Het gaat niet zo maar om wijken te benoemen. Nee, je wilt de problemen
oplossen. Je wilt van probleemwijk naar prachtwijk gaan.
VAN DE GRAAF:
Maar het gaat me er om waarom ze ze persoonlijk alle 40 moet bezoeken. Dat
zijn 40 halve werkdagen.
BALKENENDE:
Ik weet ook niet of ze ze allemaal.
VAN DE GRAAF:
Als ze dat aan u had voorgelegd, wat zou u dan gezegd hebben?
BALKENENDE:
Op zichzelf moet ik zeggen: het bezoeken van wijken - ik heb het zelf de
nodige keren gedaan de afgelopen jaren - is buitengewoon leerzaam. Mag ik
eens een voorbeeld noemen? Ik was vorige week in Rotterdam. En wat je toen
zag dat was (.) Wij willen dat de kwaliteit van deze wijk wordt verbeterd.

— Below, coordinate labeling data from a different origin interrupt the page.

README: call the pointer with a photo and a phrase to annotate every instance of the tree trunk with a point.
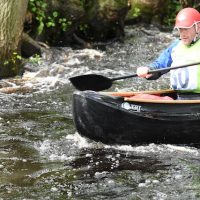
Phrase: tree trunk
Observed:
(12, 15)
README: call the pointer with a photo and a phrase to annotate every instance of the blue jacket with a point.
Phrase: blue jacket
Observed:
(163, 61)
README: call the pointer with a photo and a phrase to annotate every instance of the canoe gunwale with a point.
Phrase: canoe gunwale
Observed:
(127, 95)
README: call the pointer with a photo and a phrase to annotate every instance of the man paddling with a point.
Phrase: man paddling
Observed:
(182, 51)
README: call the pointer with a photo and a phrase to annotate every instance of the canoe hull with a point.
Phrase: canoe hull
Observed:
(112, 120)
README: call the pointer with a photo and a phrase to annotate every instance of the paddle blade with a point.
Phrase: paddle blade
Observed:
(91, 82)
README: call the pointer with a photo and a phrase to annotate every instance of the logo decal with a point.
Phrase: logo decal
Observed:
(128, 106)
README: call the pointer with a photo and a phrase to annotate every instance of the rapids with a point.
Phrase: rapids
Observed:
(43, 157)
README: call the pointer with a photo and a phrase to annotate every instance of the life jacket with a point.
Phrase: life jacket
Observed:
(188, 78)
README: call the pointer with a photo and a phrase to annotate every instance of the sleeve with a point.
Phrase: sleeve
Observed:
(163, 61)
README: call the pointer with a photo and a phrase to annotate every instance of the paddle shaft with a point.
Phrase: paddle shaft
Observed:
(155, 71)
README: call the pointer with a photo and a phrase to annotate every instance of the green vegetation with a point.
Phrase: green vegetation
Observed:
(39, 9)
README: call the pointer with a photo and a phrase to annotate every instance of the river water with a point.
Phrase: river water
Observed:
(43, 157)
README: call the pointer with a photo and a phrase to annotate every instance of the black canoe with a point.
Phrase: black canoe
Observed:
(114, 118)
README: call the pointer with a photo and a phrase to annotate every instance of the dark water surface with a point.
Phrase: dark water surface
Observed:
(43, 157)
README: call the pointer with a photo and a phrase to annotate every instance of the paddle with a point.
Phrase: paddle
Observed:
(97, 82)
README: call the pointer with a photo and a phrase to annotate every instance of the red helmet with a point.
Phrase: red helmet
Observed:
(187, 17)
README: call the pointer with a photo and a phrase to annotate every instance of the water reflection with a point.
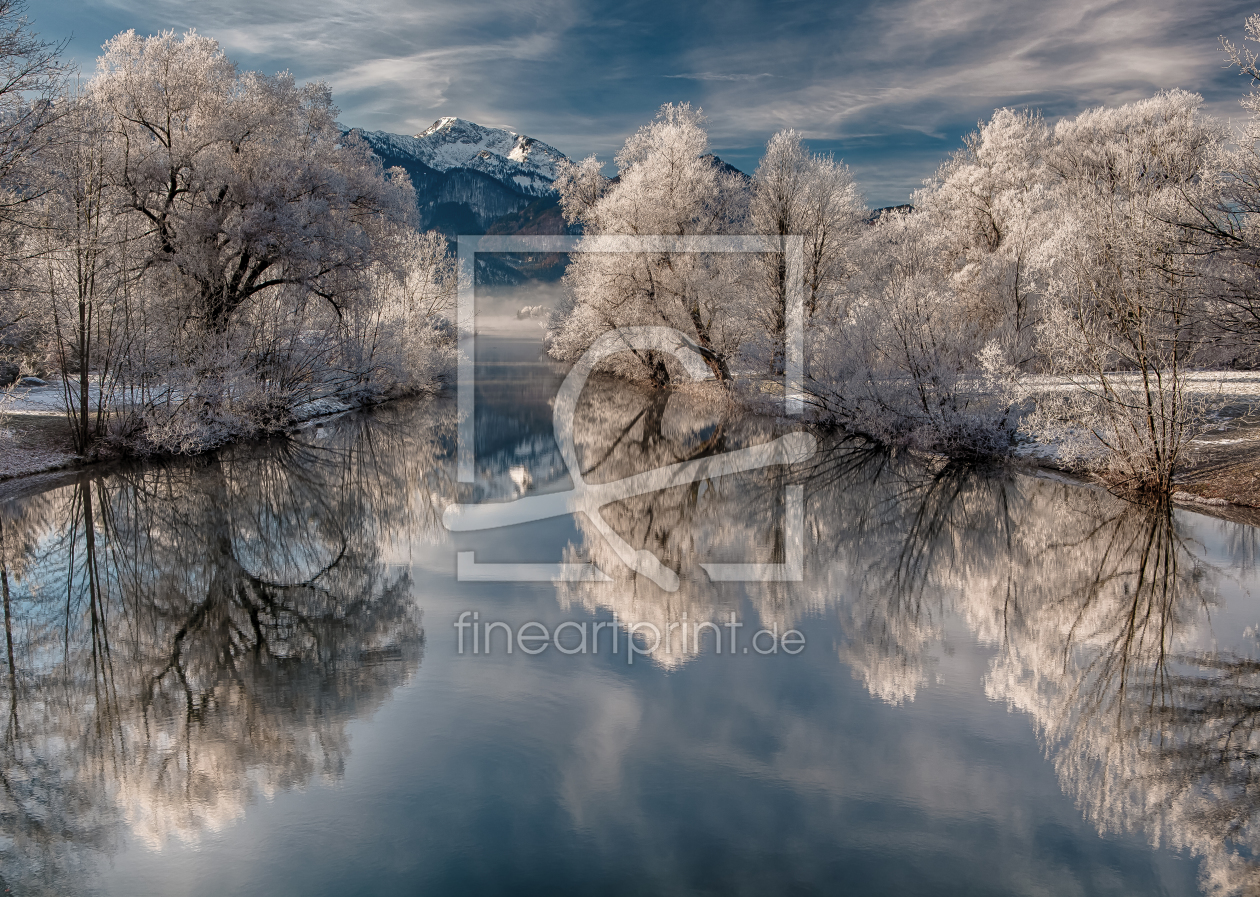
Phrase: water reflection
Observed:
(185, 638)
(1099, 612)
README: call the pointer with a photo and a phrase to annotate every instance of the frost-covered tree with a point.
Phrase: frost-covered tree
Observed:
(1125, 285)
(667, 185)
(246, 180)
(812, 197)
(77, 263)
(988, 203)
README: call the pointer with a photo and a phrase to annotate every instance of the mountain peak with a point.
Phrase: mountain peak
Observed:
(521, 163)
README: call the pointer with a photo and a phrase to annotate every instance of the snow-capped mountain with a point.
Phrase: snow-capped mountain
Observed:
(514, 160)
(471, 179)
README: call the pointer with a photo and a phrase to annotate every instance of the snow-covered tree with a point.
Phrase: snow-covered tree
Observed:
(667, 185)
(1125, 285)
(246, 180)
(812, 197)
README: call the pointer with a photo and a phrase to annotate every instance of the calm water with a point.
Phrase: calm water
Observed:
(241, 674)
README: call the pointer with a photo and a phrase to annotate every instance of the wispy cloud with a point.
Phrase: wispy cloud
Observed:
(718, 76)
(888, 85)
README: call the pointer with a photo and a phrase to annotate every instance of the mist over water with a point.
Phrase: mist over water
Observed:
(240, 673)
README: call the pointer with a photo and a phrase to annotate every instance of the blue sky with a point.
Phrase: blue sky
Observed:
(890, 87)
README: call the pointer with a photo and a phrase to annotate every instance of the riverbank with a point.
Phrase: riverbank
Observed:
(35, 436)
(1222, 476)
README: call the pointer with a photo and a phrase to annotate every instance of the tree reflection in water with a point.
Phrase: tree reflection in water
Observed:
(183, 638)
(1099, 612)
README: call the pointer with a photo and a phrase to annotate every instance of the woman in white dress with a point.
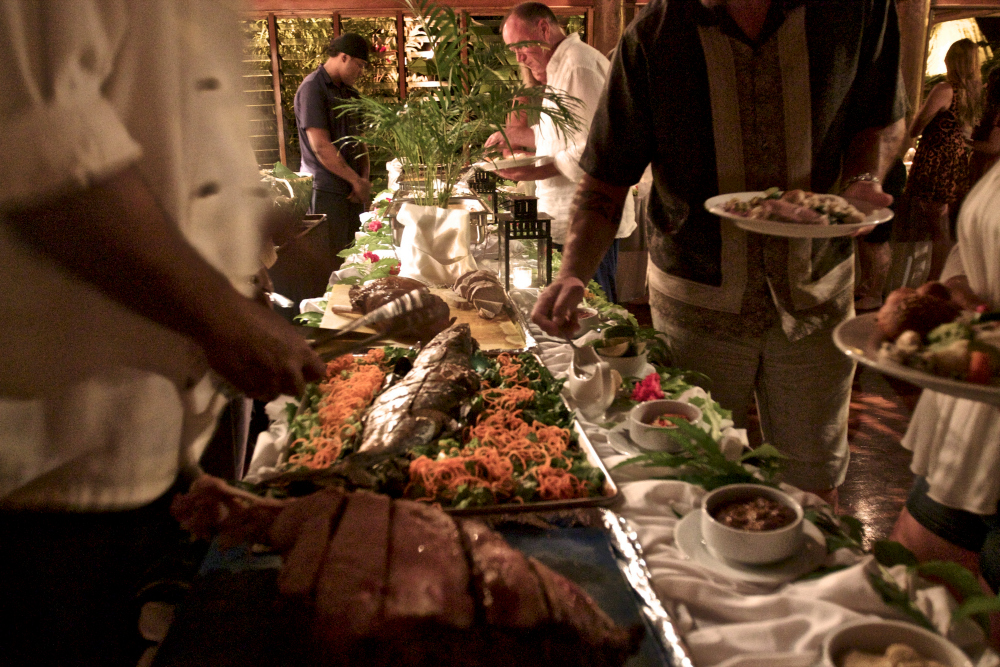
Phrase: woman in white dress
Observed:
(951, 513)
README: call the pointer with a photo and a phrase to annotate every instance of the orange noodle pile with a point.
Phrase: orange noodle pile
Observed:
(500, 443)
(347, 393)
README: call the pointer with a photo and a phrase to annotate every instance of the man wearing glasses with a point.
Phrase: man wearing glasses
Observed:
(339, 166)
(570, 66)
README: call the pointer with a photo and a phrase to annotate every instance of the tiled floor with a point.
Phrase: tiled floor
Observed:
(879, 477)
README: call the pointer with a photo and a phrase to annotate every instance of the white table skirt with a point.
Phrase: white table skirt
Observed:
(730, 623)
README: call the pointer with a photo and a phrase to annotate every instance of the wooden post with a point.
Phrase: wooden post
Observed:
(401, 53)
(606, 21)
(915, 20)
(272, 38)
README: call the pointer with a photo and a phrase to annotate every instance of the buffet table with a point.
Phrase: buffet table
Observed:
(722, 618)
(728, 622)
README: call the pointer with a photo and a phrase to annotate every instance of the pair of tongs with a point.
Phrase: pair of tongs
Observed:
(328, 344)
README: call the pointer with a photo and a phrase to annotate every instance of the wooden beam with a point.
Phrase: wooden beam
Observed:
(914, 29)
(401, 53)
(272, 37)
(607, 25)
(363, 7)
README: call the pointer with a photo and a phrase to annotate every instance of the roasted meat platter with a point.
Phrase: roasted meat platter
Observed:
(448, 426)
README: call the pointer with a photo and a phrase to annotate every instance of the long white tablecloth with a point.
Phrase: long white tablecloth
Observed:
(726, 622)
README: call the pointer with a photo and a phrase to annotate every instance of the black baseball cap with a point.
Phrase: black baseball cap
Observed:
(350, 43)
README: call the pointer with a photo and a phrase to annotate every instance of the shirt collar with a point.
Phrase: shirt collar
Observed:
(559, 53)
(324, 76)
(717, 16)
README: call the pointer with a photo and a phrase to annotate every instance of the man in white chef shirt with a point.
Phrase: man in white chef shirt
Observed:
(130, 213)
(572, 67)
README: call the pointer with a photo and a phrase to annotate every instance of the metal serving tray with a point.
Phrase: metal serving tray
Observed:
(594, 548)
(608, 498)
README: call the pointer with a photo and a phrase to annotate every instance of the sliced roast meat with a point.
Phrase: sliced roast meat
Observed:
(483, 290)
(428, 575)
(571, 607)
(351, 587)
(783, 211)
(369, 296)
(466, 279)
(422, 324)
(401, 584)
(303, 561)
(506, 584)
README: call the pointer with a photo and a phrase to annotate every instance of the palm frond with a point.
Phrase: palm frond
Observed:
(443, 128)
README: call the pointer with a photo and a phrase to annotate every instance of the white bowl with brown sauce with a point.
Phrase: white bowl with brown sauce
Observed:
(648, 434)
(751, 524)
(875, 636)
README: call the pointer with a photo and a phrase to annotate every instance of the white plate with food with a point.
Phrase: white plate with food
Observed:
(687, 535)
(512, 162)
(860, 339)
(794, 214)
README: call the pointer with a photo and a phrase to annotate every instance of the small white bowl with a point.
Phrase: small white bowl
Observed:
(657, 437)
(753, 547)
(627, 366)
(876, 635)
(587, 320)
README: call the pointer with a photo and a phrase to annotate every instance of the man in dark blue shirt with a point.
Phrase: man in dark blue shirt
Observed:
(726, 96)
(339, 165)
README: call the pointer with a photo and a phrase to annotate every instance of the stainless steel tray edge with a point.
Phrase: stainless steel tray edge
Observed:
(633, 567)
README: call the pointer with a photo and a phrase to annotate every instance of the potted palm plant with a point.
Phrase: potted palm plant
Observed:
(440, 129)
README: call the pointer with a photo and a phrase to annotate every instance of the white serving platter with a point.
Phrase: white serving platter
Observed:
(716, 206)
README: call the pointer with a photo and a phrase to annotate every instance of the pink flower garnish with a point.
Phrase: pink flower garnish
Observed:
(648, 388)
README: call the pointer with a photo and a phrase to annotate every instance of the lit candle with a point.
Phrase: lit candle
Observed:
(522, 277)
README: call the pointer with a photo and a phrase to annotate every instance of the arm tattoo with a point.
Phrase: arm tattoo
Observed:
(595, 205)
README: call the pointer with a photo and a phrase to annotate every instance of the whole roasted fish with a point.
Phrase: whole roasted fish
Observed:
(419, 407)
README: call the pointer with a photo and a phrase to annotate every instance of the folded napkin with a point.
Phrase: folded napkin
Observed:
(435, 243)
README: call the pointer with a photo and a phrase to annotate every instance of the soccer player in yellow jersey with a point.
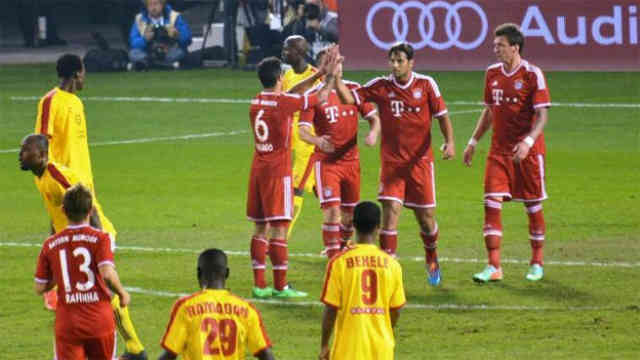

Dat is een combinatie van betere huizen, dat is een kwestie van betere
werkgelegenheid, inburgeringscursussen. En wat zag je daar? Dat een
college, een gemeentelijke overheid, het club- en buurthuiswerk die gingen
samen werken. Heel doelgericht. En dat was de boodschap: laat ook Den Haag
dit mogelijk maken. Bied ook ruimte voor experimenten. En dat vind ik het
grote voordeel als je het land in gaat. Gewoon horen wat er nodig is.
VAN DE GRAAF:
Ik stel daarover nog 1 vraag in verband met de tijd. Als je die wijken
aanpakt, heeft Winsemius al heel duidelijk gemaakt, het gaat eigenlijk niet
om de stenen, die zijn ook wel belangrijk, maar het gaat uiteindelijk om
het feit dat er een hele grote groep mensen met veel te veel problemen bij
elkaar woont. Veel te veel mensen met veel te veel problemen. Bijna altijd
zijn dat wijken waar heel veel allochtonen wonen. Een deel van hen hebben
slechte banen, zijn het slechtst opgeleid en zijn slecht geïntegreerd. Zou
het een doel moeten zijn van dit beleid om concentraties van allochtonen in
wijken tegen te gaan?
BALKENENDE:
Ja, maar dat is natuurlijk ook de bedoeling. Kijk, ik noemde u het
voorbeeld van Rotterdam. Op het moment dat er in een wijk meer ruimte staat
voor koopwoningen, als er huizen zijn die ook voor de midden- en hogere
inkomen aantrekkelijk zijn, als de omgeving ook beter is - en dan praat ik
over groen, al die combinaties die maken dat zo'n wijk aantrekkelijker
wordt. En dan zie je ook dat de samenstelling kan veranderen.
VAN DE GRAAF:
Maar dan gaan de allochtonen die een beetje geld vinden als eerste de wijk
uit om ergens anders een prettige woning te vinden. Dat zien we in al die
probleemwijken.
BALKENENDE:
Ik doe niets af aan de problemen, maar ik heb ook wijken gezien waar het
een jaar of 10, 15 geleden buitengewoon slecht aan toe ging en op het
ogenblik zie je ook dat die wijken soms behoorlijk aan het verbeteren zijn.
VAN DE GRAAF:
Maar u zegt dus de facto: we moeten er naar streven nooit meer wijken te
maken waar 80 procent allochtone bewoners bij elkaar zitten. Want dat is
het duidelijkste signaal dat er iets helemaal mis is.
BALKENENDE:
Het streven moet er überhaupt op zijn gericht op te voorkomen dat je te
hoge concentraties krijgt. Juist ook omdat dat ook niet bijdraagt aan goede
integratie in de Nederlandse samenleving, begrip en respect over en weer.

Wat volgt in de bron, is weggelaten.